Hola yo soy una persona con poca experiencia en la electrónica y tengo que hacer un dimmer utilizando el 555, este tiene q controlar la intensidad de luz de una lampara de 12 V entre 1 y 2A, no se si alguien me puede dar una idea de como hacerlo,para empezar lo que necesito es el diagrama del circuito. Les agradeceria si pudieran proporcionarmelo.


----------



## Fogonazo (Sep 2, 2007)

Con un transistor MOS, un 555 en modo oscilador astable frecuencia fija y pulso de amplitud variable creas una fuente PWM (Modulacion ancho de pulso).


----------



## Dr Caos (Sep 2, 2007)

Creo entender...

Lo que haces con el 555 en modo astable es enviar pulsos, con las resistencias y el capacitor puedes variar el tiempo en el que el pulso esta en lo alto, bajo y la frecuencia 

¿Pero para qué haces esto con una lámpara? ¿parpadeará?


----------



## Fogonazo (Sep 2, 2007)

Si la frecuencia de los pulsos de ancho variable es suficientemente alta, la lampara no llega a apagarce, varia su luminosidad


----------



## Dr Caos (Sep 2, 2007)

Imagino es algo así como los focos convencionales. Encienden y apagan dada la corriente alterna pero lo hacen tan rápido que no lo apreciamos.

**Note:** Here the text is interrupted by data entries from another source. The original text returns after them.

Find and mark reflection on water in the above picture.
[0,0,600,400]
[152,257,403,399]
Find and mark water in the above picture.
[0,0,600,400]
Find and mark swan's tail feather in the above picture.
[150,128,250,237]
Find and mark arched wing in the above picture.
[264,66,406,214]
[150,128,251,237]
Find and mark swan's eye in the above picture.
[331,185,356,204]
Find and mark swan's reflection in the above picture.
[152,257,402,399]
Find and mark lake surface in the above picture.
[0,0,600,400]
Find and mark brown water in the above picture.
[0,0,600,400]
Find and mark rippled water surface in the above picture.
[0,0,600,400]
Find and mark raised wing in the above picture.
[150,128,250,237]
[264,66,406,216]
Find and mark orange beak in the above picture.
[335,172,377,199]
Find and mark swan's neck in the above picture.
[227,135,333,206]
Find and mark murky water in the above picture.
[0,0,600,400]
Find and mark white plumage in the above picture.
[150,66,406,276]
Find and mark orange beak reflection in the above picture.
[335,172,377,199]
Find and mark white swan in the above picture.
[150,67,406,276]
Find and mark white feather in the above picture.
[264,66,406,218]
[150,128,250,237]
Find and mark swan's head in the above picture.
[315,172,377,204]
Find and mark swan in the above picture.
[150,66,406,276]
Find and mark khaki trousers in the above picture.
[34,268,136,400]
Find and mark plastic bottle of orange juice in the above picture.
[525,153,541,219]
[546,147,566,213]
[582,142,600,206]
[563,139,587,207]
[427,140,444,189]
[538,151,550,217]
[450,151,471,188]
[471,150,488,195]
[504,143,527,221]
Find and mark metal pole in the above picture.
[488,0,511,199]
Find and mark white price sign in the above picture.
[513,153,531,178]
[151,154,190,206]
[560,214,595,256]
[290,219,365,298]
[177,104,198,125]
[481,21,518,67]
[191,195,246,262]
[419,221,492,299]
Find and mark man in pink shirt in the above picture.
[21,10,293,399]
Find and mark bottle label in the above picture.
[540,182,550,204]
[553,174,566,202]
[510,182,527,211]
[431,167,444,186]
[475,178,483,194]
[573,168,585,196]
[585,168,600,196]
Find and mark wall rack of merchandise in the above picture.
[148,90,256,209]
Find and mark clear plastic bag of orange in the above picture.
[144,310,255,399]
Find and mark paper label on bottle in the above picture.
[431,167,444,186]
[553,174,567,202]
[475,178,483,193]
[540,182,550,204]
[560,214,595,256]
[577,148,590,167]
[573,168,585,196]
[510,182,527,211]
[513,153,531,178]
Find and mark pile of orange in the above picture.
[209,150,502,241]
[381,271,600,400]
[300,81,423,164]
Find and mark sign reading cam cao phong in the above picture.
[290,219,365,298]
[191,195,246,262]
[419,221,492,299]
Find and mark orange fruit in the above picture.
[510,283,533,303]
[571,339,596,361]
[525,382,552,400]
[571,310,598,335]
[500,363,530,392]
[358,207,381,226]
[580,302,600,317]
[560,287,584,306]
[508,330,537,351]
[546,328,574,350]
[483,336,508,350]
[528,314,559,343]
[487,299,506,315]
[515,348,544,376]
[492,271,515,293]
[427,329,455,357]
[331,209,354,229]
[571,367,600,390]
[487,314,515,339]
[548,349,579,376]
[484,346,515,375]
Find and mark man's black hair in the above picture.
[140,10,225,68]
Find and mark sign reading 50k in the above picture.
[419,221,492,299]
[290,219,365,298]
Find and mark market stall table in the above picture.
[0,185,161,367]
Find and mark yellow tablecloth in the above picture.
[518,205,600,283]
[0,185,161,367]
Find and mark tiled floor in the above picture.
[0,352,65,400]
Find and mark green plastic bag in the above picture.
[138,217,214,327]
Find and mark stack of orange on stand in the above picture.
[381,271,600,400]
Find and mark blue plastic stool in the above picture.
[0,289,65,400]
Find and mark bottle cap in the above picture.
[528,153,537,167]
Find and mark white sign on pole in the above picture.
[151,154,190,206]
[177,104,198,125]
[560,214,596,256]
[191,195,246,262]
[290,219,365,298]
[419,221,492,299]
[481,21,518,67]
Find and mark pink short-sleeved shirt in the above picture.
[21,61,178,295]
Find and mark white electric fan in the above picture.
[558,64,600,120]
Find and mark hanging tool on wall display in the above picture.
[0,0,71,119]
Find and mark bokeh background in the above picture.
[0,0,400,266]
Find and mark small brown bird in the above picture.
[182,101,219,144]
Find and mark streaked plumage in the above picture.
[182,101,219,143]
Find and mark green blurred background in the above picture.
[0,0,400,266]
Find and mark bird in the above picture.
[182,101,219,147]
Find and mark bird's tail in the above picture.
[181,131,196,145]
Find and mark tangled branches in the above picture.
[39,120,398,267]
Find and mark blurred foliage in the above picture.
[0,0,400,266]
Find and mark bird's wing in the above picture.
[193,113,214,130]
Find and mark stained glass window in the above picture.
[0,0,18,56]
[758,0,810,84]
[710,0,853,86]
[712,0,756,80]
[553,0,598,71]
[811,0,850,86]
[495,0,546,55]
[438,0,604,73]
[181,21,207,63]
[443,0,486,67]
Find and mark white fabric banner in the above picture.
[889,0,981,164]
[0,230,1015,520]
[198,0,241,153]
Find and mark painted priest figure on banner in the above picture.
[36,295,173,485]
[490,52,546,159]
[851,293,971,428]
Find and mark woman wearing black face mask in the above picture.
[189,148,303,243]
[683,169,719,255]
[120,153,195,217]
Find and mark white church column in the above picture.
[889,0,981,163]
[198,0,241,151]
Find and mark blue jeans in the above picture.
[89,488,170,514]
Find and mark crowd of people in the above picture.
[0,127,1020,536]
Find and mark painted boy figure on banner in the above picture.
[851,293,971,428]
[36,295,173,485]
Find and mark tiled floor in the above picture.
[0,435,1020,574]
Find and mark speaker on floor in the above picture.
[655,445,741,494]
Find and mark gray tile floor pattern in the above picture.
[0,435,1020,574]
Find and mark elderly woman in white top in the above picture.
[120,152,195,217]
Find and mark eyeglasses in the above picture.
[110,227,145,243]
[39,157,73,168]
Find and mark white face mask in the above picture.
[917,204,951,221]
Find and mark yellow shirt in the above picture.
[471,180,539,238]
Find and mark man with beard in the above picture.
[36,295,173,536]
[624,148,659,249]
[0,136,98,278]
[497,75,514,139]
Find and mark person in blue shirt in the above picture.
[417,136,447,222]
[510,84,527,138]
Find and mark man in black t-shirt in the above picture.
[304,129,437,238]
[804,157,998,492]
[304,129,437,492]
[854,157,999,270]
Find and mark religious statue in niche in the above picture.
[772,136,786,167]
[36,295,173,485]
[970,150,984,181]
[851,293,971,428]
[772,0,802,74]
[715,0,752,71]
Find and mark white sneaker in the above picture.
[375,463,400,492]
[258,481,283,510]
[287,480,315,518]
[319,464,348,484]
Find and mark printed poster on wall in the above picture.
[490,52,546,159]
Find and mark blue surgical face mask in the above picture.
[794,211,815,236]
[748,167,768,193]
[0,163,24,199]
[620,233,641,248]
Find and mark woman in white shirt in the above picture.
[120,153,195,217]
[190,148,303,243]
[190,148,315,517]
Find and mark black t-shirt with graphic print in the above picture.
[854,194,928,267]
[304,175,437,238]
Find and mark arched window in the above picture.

Entonces: ¿de colocar un potenciómetro en el 555 podría variar la frecuencia y el tiempo del pulso a mi voluntad (y el rango del 555)?

De ser así, un potenciómetro tambien podría variar la intensidad en el foco?


----------



## Fogonazo (Sep 2, 2007)

Exacto ¡ ¡ ¡
Peligro: Este circuito lo postee porque el dueño del hilo necesita algo para una lampara de bajo voltaje, con lamparas alimentadas de la red electrica es de riesgo, habra que verificar muy bien  la aislacion general.
Como dijo Confucio: La electricidad electrifica ¡ ¡ ¡ ¡

La idea es frecuencia fija y ciclo de trabajo variable, o sea fuente PWM (Pulse Width Modulation) ! ! ! ! Que bien que escribo en frances ¡ ¡ ¡ ¡


----------



## Dr Caos (Sep 2, 2007)

hahaha Estimado Fogonazo, veo que usted es un miembro destacado de este lugar.

Te recuerdo que es posible que te ataque con dudas alguna vez. Espero te encuentres preparado.

Hahahaha esos moderadores... borraron mi pregunta sobre el como hacer feliz a una dama. Cuando quieran que les enseñe a pulir sus habilidades con ellas los ignoraré.

Pero antes de eso deseo preguntar exactamente ¿qué es un dimmer?


----------



## Fogonazo (Sep 2, 2007)

El post NO fue borrado https://www.forosdeelectronica.com/f23/hacer-feliz-dama-oscilador-9474/

Dimmer es un artilugio electronico que permite variar el voltaje efectivo que se aplica a una carga electrica, en general se emplea para ajustar la luminosidad de lamparas o la velocidad de algunos tipos de motores electricos.

Si buscas en el foro encontraras algunas decenas.


----------